São anos ricos em acontecimentos, com o início das hostilidades na Guiné e em Moçambique, o assassínio de Humberto Delgado, a pressão internacional exercida pelos Estados Unidos da América e a ONU para que Portugal abra mão das colónias, a chegada de Marcelo Caetano ao poder, a construção de Cabora Bassa, a Operação Mar Verde e o massacre de Wiriyamu.
Ao nível da diplomacia, o regime adoptava uma espécie de dupla face. «Existe uma luta diplomática que é assumida e depois existe uma quantidade de coisas secretas, quer no plano diplomático, quer no plano do que se pode chamar as operações clandestinas da PIDE», considera o autor. Ou seja, seria suposto que muita da informação que se encontra neste livro nunca tivesse visto a luz do dia.
Este volume cobre um período que começa em 1962, o ano em que a Argélia se torna independente.
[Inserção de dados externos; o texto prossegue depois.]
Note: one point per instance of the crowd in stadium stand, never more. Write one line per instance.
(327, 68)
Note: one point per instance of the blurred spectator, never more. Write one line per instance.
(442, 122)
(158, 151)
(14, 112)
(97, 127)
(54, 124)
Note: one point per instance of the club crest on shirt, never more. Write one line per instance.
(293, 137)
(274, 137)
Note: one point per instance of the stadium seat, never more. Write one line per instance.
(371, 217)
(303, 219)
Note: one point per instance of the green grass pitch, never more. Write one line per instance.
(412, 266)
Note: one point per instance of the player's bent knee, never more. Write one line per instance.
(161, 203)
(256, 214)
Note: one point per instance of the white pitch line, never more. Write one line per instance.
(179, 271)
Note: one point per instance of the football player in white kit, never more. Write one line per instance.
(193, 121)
Por esta altura as colónias portuguesas começavam a tornar-se uma espécie de anacronismo?
Talvez mesmo antes. O que eu digo no livro anterior [Crepúsculo do colonialismo] é que no princípio dos anos 60 o anticolonialismo já triunfara completamente no plano ideológico. É certo que havia ainda processos de descolonização em curso, e nessa medida não era anormal que um país ainda tivesse colónias. O que já era anormal era uma atitude intransigente relativamente a qualquer processo de descolonização. Nesse aspeto acho que sim, que as colónias eram um anacronismo. A Argélia torna-se independente em 1962, é um processo muito doloroso, há uma guerra, e a partir desse momento não há nenhum país, salvo Portugal, que continue a defender com a mesma intransigência os seus impérios coloniais.
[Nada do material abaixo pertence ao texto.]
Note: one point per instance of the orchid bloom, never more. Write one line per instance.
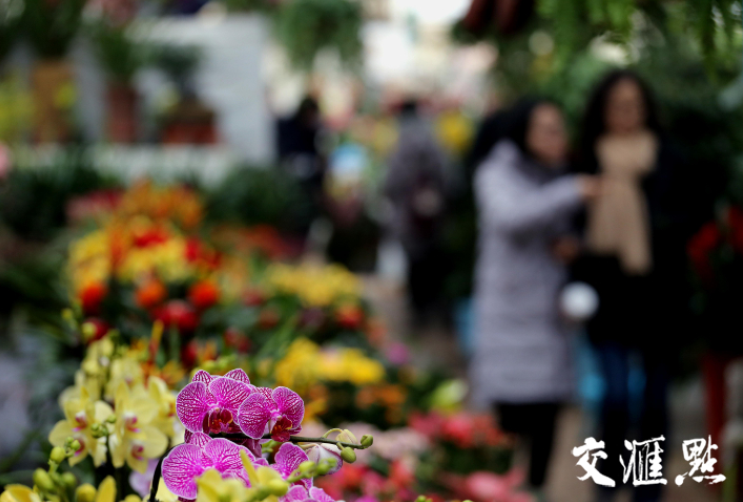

Quando hoje dizemos que a descolonização por aquela altura era inevitável, até que ponto não estamos a pensar retrospetivamente, já com o conhecimento de onde aquilo tudo ia levar? Se tentarmos colocar-nos na perspetiva da época, as coisas não estavam ainda em aberto?
Acho que não. A própria história da nossa Guerra Colonial mostra que era possível resistir durante muito tempo. Mas a experiência de outros países, nomeadamente da França e do Reino Unido, também mostra que era possível fazer as coisas de outra maneira. Agora, penso que em 1962 já havia um consenso internacional de que os países tinham direito à autodeterminação e de que o colonialismo tinha os dias contados. Claro que havia resistência da nossa parte, e também doutros países. Mas acho que do ponto de vista ideológico era um movimento que já tinha triunfado. Nessa medida, a opção por resistir a qualquer custo já era uma opção fora do tempo. Até porque o nível de hostilidade nas Nações Unidas, em 1961, é muito alto.
Tendemos a ver as coisas como estando de um lado os ‘progressistas’, a favor da autodeterminação dos povos, e do outro os retrógrados, ou até reacionários, que queriam manter as colónias. Mas até que ponto essas condenações, essas pressões para que Portugal deixasse de ser um império colonial não resultavam de calculismo ou até vontade de enfraquecer o país ou o regime?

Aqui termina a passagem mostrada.